Learning Dynamic Bipedal Walking Across Stepping Stones
Helei Duan, Ashish Malik, Mohitvishnu S. Gadde, Jeremy Dao, Alan Fern, Jonathan Hurst 2022 IEEE/RSJ International Conference on Intelligent Robots and Systems (IROS)
Abstract
In this work, we propose a learning approach for 3D dynamic bipedal walking when footsteps are constrained to stepping stones. While recent work has shown progress on this problem, real-world demonstrations have been limited to relatively simple open-loop, perception-free scenarios. Our main contribution is a more advanced learning approach that enables real-world demonstrations, using the Cassie robot, of closedloop dynamic walking over moderately difficult stepping-stone patterns. Our approach first uses reinforcement learning (RL) in simulation to train a controller that maps footstep commands onto joint actions without any reference motion information. We then learn a model of that controller’s capabilities, which enables prediction of feasible footsteps given the robot’s current dynamic state. The resulting controller and model are then integrated with a real-time overhead camera system for detecting stepping stone locations. For evaluation, we develop a benchmark set of stepping stone patterns, which are used to test performance in both simulation and the real world. Overall, we demonstrate that sim-to-real learning is extremely promising for enabling dynamic locomotion over stepping stones. We also identify challenges remaining that motivate important future research directions.
System Architecture
The policy network combines proprioceptive states processed by an LSTM dynamics module with footstep commands and a periodic clock signal. A feed-forward (FF) layer integrates these inputs to produce PD targets for motor control. This design allows task-specific inputs, such as commands, to adapt without altering the pretrained LSTM module, enabling flexible and reusable policy learning.
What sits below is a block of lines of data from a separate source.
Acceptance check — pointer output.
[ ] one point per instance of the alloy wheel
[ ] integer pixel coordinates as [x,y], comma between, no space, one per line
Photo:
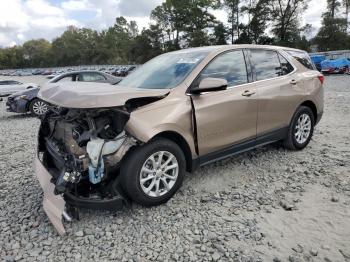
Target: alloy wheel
[303,128]
[40,108]
[159,173]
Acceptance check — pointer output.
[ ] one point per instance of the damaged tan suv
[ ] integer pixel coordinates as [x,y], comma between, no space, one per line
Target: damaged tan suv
[103,145]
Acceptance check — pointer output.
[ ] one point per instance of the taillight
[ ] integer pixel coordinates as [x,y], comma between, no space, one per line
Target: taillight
[321,78]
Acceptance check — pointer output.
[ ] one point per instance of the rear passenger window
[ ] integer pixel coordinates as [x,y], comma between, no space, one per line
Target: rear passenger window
[230,66]
[286,67]
[303,58]
[266,63]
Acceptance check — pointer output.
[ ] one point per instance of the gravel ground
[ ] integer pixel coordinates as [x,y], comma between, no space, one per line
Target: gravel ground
[268,204]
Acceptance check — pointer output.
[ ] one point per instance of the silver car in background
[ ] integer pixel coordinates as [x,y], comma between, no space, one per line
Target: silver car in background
[9,87]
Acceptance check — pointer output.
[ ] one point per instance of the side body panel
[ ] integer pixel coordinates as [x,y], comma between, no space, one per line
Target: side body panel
[172,113]
[278,100]
[225,117]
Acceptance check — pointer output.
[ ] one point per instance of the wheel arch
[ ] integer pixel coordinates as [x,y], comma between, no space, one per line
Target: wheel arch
[312,106]
[182,143]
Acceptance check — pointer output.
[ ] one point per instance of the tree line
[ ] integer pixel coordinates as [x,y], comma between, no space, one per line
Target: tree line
[179,24]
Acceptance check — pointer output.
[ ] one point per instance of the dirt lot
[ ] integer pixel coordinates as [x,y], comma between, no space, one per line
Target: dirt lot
[269,204]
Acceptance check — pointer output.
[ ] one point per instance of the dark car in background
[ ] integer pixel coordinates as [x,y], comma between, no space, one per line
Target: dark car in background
[124,71]
[27,101]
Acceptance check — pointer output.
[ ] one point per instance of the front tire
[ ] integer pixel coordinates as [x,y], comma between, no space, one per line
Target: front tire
[152,173]
[38,107]
[301,129]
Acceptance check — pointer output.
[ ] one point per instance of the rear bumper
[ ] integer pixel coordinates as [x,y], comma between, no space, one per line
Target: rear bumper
[319,116]
[54,205]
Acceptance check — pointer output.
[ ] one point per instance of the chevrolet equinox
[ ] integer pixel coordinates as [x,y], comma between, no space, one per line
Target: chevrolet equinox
[100,146]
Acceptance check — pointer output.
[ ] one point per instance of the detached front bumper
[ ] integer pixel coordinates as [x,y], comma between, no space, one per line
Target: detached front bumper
[54,205]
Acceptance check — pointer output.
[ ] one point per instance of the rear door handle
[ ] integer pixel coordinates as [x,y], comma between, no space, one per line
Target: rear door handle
[248,93]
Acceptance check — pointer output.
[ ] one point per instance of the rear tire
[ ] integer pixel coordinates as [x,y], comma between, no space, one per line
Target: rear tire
[38,107]
[152,173]
[301,129]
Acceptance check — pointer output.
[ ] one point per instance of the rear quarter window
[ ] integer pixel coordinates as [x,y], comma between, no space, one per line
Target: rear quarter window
[303,58]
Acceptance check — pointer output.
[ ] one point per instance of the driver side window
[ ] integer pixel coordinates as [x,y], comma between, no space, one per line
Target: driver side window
[230,66]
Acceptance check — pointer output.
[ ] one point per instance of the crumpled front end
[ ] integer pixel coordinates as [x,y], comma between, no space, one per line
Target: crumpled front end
[79,155]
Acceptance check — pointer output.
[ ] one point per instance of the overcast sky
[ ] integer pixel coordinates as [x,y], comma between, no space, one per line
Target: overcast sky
[21,20]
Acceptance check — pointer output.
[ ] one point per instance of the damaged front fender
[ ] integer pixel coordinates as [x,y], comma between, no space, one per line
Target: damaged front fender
[54,205]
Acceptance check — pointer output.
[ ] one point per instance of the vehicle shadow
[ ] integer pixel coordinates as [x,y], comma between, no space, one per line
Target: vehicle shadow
[17,116]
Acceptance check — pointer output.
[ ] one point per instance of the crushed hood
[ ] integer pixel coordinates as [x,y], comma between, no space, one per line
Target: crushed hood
[93,95]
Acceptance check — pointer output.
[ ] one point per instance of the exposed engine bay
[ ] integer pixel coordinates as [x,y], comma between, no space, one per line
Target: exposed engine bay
[82,150]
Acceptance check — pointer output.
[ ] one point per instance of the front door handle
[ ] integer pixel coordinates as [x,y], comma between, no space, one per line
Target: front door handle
[248,93]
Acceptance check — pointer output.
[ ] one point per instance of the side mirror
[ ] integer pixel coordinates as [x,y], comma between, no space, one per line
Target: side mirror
[210,85]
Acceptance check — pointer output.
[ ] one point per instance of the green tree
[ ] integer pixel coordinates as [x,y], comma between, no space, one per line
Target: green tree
[259,13]
[37,53]
[286,17]
[232,7]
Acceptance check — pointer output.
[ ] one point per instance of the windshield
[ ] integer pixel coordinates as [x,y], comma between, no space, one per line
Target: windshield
[165,71]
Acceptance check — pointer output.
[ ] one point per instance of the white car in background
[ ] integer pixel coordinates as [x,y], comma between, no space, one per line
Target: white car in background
[9,87]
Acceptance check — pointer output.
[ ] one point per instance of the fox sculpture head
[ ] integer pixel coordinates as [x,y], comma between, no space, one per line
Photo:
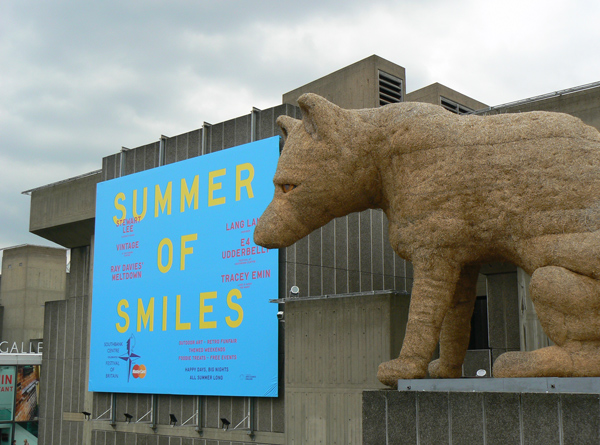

Reachability Prediction Model
The Reachability Prediction Model in the paper is a learned model designed to predict reachable footstep locations for the robot based on its current dynamic state. This model encapsulates the robot’s dynamics in a latent state and predicts two key outcomes: the step error for the current footstep target and the latent robot state after the next touchdown. By leveraging these predictions, the model identifies regions where the robot can reliably step within a specified error threshold. Additionally, the model supports multi-step lookahead by recursively predicting future latent states, which is especially useful for navigating highly constrained terrains. It is trained using supervised learning on data that captures relationships between the robot’s state, footstep targets, and the resulting errors, enabling robust performance across diverse scenarios.
Experiments
Results
(a) The training curve shows the benefit of using a pretrained dynamics layer, which results in higher reward and faster convergence. (b) The performance of the policy is evaluated in during training (∼50millions) shows that the pretrained method performs better than trained from scratch on the set of patterns. (c) The policy can only see the immediate next footstep command. As part of the emergent behaviors, the learned step frequency allows the robot to successfully achieve the next target step by taking a longer or shorter swing duration. The policy also learns to elevate the body height in order to enable longer steps.